I’ve never heard that they need to be kept extra-moist as babies. In fact, it’s my understanding that they are prone to developing RIs if kept too humid, especially if they don’t have adequate cross-ventilation. My blood python will soak in her water dish…in fact, she seemed to do it more when she was younger. I haven’t seen her do it in a while. I aim to keep the ambient humidity around 60% for my blood. I don’t really mist at all, I just keep a water bowl in there that’s large enough for her to soak in (I’ve up-sized her water bowl as she’s grown), and use coco husk substrate, and that keeps her humidity in the 60-70% range. The only time I mist is when she’s getting ready to shed, and even then, I’ll usually only mist lightly once per shed cycle.

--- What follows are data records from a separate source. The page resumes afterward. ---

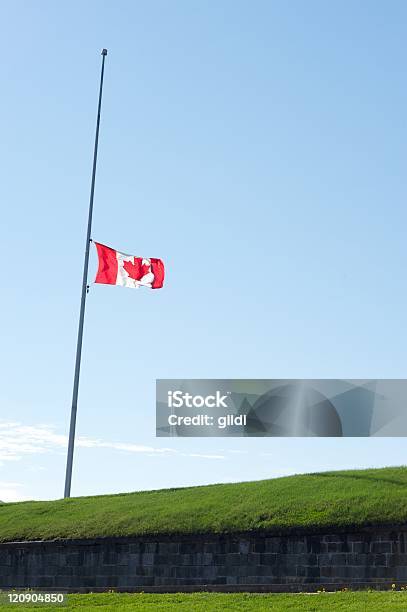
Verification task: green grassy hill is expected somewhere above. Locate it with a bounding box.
[0,467,406,543]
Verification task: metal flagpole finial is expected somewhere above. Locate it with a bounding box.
[102,49,108,56]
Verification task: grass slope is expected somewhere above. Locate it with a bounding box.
[0,467,406,542]
[1,592,407,611]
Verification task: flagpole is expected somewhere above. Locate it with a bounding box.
[64,49,108,498]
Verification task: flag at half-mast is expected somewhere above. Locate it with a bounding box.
[94,242,165,289]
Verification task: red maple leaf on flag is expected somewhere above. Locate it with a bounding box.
[123,258,150,281]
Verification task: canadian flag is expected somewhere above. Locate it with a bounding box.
[94,242,165,289]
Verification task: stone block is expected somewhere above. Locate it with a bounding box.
[320,565,334,578]
[255,564,278,578]
[352,541,369,554]
[396,566,407,581]
[35,575,55,588]
[239,540,250,554]
[371,541,392,554]
[264,538,283,553]
[102,550,118,565]
[65,552,84,567]
[234,564,258,577]
[327,542,349,553]
[349,565,369,580]
[141,553,154,566]
[213,564,228,577]
[330,553,348,565]
[286,539,306,554]
[0,575,12,587]
[129,543,142,554]
[371,565,396,579]
[345,553,367,566]
[307,537,323,554]
[144,542,157,554]
[260,553,278,566]
[388,553,407,567]
[227,553,246,566]
[299,553,317,566]
[158,542,179,554]
[213,553,227,566]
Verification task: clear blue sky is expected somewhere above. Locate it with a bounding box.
[1,1,406,501]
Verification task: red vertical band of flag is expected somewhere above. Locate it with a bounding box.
[94,242,118,285]
[151,258,165,289]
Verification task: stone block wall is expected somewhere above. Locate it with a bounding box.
[0,527,406,592]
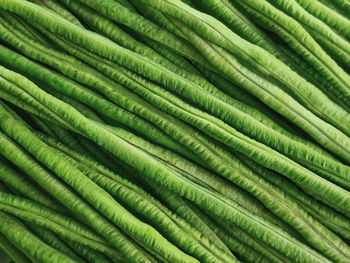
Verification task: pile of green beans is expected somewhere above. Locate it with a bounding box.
[0,0,349,262]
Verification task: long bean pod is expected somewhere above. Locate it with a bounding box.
[0,39,348,262]
[0,211,78,263]
[0,63,333,263]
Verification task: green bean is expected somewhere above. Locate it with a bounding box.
[63,239,113,263]
[196,65,308,136]
[188,210,272,263]
[230,0,350,108]
[0,60,332,262]
[29,0,83,27]
[0,41,200,165]
[0,93,197,262]
[98,123,350,261]
[154,1,350,138]
[0,100,33,130]
[58,0,198,75]
[294,0,350,40]
[0,157,63,212]
[26,224,84,263]
[190,0,286,58]
[75,0,210,67]
[268,38,350,113]
[189,203,292,263]
[107,0,350,136]
[235,153,350,241]
[0,150,117,262]
[0,233,32,263]
[44,134,238,263]
[48,34,350,189]
[213,216,295,263]
[0,10,51,46]
[41,87,104,123]
[316,0,350,19]
[0,8,344,262]
[34,24,350,183]
[99,123,301,237]
[12,4,348,182]
[2,33,348,252]
[0,130,151,263]
[40,128,298,241]
[0,211,77,263]
[324,0,350,16]
[268,0,350,68]
[30,115,58,138]
[0,74,77,132]
[0,188,129,260]
[0,31,200,163]
[0,42,348,262]
[0,88,64,127]
[140,183,274,262]
[189,0,345,115]
[129,0,186,38]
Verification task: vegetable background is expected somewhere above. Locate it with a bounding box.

Babies can be set up similar to adults. They do best when they have lots of cross-ventilation, so avoid glass aquariums with screen tops. Plastic totes with air holes in the top and along the sides work great, as do PVC enclosures, since most of those have vents on the side (and if they don’t, you can add your own). I’ve kept my blood in a series of plastic totes, which have worked great, though I’m going to put her in a nice PVC enclosure as her permanent adult home. I’m not sure if this is typical of bloods/short tails or if my girl’s just a weirdo, but my blood doesn’t seem to care for traditional hides. If I put them in her enclosure, she avoids them. So instead I just give her nice deep substrate she can burrow in and use lots of fake plants to provide cover. Lots of people use paper substrate with them, and I’m sure that’s fine, but my girl seems to enjoy being able to burrow, so I prefer the coco husk. (Plus the coco husk just looks a lot nicer than paper.)
Do keep in mind that short tails do best when kept at more moderate temperatures. A hot spot in the mid-80s is about right. They tend to get pretty grumpy and defensive when they get too warm, so keep that in mind when you’re putting together your setup. Lots of people seem to have success keeping them with ambient room temps in the low 80s, but that’s not a viable option for me, so my girl has an 85F hot spot, with the ambient temp on her warm end in the low 80s and a cool end in the high 70s.
I’ve found my blood python to be quite easy to keep. The environmental requirements are pretty easy to achieve, with their moderate temp and humidity needs, and she eats like a champ. She hasn’t even turned down a meal when deep in blue. They do tend to produce more liquid urine than many other snakes, but it’s easy to deal with. I just change the substrate on the side where she peed, it probably takes about 5 minutes. And my blood is very docile and gentle (so long as it’s not feeding time). She’s hook-trained and is a joy to handle. She was a little nervous and nippy when I first got her (pretty typical of baby snakes in general, regardless of species), but she calmed down after just a few handling sessions.
I think short tails are wonderful and vastly underrated snakes. They’re beautiful, they’re a great size, and they’re relatively easy to keep. I also get the sense that my blood python is very intelligent. That’s not really based on anything scientific, but she seems to have a lot more sense than my sand boa. I’m sure you’ll love whatever you end up getting.